In a randomized, single-blind study, 14 patients with acute pulmonary embolism received epoprostenol or placebo infusion for 24 hours on top of conventional treatment. Effects on right ventricular end-diastolic diameter, systolic pulmonary artery pressure, right ventricle fractional area changeand tricuspid annular plane systolic excursion were assessed by serial echocardiography. Furthermore Troponin T and NT-proBNP were measured serially.
Compared to placebo, epoprostenol was associated with a relative change from baseline in right ventricular end-diastolic diameter of +2% after 2.5 hours and -8% after 24 hours. Epoprostenol did not have a significant effect on systolic pulmonary artery pressure, right ventricular fractional area change and tricuspid annular plane systolic excursion, nor on biochemical parameters.
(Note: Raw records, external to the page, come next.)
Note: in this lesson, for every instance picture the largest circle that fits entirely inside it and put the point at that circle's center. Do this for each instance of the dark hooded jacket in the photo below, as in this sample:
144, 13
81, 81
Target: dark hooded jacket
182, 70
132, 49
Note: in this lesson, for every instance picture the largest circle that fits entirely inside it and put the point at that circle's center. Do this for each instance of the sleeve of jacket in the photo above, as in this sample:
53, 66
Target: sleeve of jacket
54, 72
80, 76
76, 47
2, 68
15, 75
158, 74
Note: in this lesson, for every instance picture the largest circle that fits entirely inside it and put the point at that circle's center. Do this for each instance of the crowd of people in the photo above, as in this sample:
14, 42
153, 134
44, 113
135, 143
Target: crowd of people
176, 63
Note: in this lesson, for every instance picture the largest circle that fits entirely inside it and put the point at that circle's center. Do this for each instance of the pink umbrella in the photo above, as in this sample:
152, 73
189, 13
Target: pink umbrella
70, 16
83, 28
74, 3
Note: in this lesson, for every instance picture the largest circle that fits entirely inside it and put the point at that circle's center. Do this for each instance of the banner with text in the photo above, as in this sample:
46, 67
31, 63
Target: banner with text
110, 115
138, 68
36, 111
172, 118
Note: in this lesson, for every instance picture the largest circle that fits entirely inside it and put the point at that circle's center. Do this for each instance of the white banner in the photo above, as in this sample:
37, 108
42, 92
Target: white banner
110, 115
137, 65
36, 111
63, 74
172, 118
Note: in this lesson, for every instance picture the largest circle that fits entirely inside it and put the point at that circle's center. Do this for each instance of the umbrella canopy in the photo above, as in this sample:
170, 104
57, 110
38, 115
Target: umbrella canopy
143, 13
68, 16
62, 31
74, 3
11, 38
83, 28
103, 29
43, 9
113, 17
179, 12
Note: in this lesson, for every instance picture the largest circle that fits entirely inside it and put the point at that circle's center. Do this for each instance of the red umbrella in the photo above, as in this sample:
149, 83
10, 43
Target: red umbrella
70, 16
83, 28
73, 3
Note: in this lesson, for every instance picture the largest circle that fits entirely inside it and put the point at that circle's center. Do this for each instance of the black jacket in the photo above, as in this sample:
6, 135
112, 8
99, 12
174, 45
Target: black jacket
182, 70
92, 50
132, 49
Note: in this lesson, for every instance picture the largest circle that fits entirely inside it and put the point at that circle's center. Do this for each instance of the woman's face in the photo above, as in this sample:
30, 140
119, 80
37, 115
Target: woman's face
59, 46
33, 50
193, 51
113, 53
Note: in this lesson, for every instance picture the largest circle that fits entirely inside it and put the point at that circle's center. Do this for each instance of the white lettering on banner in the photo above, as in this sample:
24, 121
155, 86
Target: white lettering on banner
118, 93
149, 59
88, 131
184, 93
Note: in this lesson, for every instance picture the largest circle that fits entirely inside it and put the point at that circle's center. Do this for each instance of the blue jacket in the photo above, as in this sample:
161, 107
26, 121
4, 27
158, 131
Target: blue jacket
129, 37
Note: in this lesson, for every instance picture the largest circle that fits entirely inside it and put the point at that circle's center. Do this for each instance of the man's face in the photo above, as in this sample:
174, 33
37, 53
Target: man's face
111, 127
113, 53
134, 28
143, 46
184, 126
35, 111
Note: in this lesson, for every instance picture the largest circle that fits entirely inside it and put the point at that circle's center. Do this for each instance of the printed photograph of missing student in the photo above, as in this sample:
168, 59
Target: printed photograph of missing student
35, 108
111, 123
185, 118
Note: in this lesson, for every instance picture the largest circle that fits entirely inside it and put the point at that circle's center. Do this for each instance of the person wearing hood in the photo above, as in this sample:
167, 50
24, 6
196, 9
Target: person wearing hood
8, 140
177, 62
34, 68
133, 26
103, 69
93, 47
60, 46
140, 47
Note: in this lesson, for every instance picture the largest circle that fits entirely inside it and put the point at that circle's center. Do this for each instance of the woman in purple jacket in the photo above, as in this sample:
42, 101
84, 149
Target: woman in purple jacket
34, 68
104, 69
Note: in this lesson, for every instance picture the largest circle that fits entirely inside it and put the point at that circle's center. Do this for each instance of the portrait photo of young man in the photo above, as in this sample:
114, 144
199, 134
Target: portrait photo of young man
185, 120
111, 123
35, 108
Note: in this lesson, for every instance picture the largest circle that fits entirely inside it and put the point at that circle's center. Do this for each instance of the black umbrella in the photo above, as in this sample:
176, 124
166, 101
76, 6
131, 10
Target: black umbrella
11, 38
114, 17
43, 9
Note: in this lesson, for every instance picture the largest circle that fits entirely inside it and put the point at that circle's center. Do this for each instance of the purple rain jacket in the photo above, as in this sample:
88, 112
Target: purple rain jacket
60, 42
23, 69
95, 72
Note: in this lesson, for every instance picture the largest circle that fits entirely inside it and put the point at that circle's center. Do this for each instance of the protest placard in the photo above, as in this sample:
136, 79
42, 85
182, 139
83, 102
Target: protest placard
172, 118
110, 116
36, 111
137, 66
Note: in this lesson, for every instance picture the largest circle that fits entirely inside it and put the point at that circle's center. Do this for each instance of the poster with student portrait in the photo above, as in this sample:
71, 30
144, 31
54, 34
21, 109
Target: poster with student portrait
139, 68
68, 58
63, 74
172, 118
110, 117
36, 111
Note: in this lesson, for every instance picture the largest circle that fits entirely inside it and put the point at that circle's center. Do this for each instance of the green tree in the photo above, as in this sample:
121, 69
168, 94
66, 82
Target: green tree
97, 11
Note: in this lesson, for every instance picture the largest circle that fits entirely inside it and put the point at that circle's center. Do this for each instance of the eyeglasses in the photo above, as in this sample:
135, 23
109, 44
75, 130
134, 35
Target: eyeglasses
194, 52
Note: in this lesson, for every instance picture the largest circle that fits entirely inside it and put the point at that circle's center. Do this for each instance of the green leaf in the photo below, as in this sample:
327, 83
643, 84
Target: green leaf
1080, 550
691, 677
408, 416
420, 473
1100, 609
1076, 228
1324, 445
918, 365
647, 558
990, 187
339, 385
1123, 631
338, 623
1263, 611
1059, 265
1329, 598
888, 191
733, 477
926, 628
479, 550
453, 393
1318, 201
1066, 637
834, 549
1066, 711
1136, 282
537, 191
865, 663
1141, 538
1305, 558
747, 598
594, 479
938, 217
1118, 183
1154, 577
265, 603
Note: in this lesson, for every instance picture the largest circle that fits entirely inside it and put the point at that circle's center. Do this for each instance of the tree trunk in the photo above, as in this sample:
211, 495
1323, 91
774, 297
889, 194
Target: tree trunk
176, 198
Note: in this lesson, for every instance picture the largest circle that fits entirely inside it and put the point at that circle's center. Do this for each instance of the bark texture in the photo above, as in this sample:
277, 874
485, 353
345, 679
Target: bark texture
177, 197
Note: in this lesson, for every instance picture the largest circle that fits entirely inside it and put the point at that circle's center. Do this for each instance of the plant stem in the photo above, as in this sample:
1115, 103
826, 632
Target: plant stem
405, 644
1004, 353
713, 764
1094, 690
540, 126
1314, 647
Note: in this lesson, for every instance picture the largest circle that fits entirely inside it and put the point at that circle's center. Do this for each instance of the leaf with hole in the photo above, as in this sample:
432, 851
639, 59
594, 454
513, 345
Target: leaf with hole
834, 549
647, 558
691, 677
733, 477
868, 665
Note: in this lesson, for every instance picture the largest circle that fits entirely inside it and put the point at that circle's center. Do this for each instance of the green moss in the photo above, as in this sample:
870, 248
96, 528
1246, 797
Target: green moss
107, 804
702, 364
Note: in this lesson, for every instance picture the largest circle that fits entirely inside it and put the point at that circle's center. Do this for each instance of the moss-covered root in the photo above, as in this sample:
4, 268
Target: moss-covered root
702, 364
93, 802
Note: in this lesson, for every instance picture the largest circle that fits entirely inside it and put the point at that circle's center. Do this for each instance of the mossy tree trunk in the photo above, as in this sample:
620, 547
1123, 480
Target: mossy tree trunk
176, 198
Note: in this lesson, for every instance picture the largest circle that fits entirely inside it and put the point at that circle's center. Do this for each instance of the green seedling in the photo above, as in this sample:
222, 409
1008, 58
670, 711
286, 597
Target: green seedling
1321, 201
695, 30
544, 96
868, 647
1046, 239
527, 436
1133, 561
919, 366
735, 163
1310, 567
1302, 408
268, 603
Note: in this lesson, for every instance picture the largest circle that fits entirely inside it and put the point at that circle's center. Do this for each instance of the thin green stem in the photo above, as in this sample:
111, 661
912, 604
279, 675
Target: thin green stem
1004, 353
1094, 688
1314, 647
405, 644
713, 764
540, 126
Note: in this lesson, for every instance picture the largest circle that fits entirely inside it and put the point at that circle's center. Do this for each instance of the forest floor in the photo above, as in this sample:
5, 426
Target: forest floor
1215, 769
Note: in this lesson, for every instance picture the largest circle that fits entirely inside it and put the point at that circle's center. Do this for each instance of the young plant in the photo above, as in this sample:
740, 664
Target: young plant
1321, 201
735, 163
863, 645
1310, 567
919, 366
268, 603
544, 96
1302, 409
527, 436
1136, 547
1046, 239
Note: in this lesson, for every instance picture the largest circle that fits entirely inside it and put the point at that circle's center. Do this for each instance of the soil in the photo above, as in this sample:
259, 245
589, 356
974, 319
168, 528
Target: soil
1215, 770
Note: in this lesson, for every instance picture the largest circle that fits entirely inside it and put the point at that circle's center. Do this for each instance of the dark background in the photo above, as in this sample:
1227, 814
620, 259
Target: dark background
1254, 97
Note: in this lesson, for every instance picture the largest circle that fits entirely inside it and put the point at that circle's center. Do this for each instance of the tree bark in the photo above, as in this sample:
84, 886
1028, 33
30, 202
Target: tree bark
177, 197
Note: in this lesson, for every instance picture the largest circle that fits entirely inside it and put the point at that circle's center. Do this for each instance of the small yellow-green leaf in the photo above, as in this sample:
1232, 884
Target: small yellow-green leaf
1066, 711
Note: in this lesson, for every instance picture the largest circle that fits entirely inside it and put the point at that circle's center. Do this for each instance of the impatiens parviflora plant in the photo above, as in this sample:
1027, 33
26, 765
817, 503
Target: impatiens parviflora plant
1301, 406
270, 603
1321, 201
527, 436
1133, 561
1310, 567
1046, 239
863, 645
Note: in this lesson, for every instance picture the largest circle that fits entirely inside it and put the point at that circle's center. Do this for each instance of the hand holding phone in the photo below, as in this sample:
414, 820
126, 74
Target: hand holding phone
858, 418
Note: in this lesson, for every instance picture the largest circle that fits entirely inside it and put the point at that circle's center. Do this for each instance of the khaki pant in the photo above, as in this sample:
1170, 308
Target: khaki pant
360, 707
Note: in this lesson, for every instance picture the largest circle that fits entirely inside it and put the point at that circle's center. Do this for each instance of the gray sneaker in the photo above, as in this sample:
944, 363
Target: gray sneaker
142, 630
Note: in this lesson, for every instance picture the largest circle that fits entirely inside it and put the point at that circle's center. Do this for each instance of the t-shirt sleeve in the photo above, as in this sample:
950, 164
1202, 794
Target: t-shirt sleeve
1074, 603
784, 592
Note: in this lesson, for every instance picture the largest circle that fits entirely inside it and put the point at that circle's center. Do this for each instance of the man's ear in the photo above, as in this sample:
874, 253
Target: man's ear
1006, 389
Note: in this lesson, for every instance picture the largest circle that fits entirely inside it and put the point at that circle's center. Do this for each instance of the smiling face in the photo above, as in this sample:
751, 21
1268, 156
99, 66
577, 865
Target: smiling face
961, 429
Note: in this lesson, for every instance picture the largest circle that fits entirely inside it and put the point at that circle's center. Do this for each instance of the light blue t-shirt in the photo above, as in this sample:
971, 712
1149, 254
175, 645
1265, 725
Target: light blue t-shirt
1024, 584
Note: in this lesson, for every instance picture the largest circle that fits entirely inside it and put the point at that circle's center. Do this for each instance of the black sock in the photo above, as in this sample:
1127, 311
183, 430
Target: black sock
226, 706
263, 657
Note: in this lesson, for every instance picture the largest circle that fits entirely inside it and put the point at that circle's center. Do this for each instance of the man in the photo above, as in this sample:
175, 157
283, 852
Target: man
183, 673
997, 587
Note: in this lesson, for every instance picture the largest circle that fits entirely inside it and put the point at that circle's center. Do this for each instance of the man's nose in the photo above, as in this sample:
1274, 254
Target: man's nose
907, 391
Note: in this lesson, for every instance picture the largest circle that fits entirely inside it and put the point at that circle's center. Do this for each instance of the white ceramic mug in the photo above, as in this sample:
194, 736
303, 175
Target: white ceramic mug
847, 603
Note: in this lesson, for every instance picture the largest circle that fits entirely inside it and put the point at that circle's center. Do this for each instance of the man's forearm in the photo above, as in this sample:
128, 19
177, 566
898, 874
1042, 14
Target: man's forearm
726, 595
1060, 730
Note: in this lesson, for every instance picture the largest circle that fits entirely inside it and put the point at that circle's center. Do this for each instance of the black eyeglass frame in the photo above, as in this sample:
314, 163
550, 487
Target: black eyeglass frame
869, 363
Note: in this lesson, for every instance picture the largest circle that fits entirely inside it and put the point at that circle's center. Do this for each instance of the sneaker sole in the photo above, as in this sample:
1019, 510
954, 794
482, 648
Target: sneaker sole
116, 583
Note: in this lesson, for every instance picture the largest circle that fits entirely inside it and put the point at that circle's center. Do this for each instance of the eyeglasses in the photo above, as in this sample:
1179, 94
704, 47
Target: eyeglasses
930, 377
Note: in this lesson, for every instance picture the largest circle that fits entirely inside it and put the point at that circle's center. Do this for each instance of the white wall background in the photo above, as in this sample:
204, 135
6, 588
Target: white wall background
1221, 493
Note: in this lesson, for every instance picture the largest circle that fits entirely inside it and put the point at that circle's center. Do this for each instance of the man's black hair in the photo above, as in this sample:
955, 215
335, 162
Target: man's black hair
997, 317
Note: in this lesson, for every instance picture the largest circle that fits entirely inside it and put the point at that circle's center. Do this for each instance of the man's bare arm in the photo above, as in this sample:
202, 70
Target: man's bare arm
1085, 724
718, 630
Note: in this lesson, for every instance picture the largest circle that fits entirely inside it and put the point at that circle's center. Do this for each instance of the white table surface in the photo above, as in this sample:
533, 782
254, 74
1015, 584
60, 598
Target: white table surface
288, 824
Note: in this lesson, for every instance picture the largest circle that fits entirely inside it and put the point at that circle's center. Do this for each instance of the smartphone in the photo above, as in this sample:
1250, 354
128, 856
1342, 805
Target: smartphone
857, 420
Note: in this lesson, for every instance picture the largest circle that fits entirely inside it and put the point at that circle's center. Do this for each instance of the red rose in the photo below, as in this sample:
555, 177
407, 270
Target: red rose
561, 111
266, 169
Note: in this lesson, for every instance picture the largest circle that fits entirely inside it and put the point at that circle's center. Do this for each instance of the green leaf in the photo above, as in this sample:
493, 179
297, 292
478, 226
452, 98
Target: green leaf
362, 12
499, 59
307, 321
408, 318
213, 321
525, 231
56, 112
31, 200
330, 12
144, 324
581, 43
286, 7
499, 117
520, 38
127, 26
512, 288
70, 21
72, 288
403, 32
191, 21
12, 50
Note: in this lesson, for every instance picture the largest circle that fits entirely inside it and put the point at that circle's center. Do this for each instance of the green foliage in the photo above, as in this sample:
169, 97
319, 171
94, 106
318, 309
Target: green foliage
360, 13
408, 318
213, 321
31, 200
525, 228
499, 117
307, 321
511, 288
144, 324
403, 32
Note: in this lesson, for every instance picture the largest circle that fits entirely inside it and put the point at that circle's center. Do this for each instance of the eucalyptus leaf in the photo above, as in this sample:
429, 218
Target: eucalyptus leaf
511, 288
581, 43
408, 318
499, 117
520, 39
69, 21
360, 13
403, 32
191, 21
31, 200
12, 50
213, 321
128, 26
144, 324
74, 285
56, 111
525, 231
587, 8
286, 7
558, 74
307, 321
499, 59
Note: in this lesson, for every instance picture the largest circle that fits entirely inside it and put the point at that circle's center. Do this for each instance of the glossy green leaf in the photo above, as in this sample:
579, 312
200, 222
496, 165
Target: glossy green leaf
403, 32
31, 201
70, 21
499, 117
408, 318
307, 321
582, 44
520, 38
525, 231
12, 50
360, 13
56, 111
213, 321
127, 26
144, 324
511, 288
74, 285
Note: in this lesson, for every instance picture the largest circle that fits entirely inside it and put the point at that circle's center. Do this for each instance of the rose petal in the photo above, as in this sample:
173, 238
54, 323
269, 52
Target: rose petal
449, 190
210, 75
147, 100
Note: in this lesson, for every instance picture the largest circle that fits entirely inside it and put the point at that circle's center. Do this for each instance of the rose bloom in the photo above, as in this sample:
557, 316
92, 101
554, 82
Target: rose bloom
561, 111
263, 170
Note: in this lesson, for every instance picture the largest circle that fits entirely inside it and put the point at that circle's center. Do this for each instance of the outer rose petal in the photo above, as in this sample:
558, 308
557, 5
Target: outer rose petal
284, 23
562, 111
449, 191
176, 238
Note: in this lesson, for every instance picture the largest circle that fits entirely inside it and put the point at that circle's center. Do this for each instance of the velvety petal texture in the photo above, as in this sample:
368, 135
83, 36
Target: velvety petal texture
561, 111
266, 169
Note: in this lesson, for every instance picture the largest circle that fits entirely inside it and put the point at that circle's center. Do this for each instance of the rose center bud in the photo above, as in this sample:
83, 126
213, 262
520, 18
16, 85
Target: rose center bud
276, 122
In patients with acute pulmonary embolism and right ventricular overload, treatment with epoprostenol did not improve right ventricular dilatation or any other measured variables of right ventricular overload.
Registration: URL: NCT01014156
Medical ethical committee: Medisch-ethische toetsingscommissie (METc) from the VUmc (free university medical centre)
Pulmonary embolism is a frequent and potentially fatal disorder. Despite immediate treatment with anticoagulants, morbidity and mortality are still high when hemodynamically stable patients with pulmonary embolism have echocardiographic signs of acute right ventricular overload [1-3].
An acute increase in right ventricular afterload is the hallmark of severe pulmonary embolism, and is responsible for many of its clinical manifestations and complications. The traditional view is that mechanical obstruction by thrombus mass causes pulmonary hypertension. Therefore, treatment focusses on relieving mechanical obstruction, either by anticoagulation if patients are stable, or by thrombolytic therapy in case of hemodynamic instability . The optimal treatment for haemodynamically stable patients with signs of right ventricular overload is unclear. Despite one clinical trial showing some benefit of thrombolysis in normotensive patients with pulmonary embolism and echocardiographic signs of right ventricular dysfunction , thrombolytic therapy continues to be highly controversial in this patient category [6-8].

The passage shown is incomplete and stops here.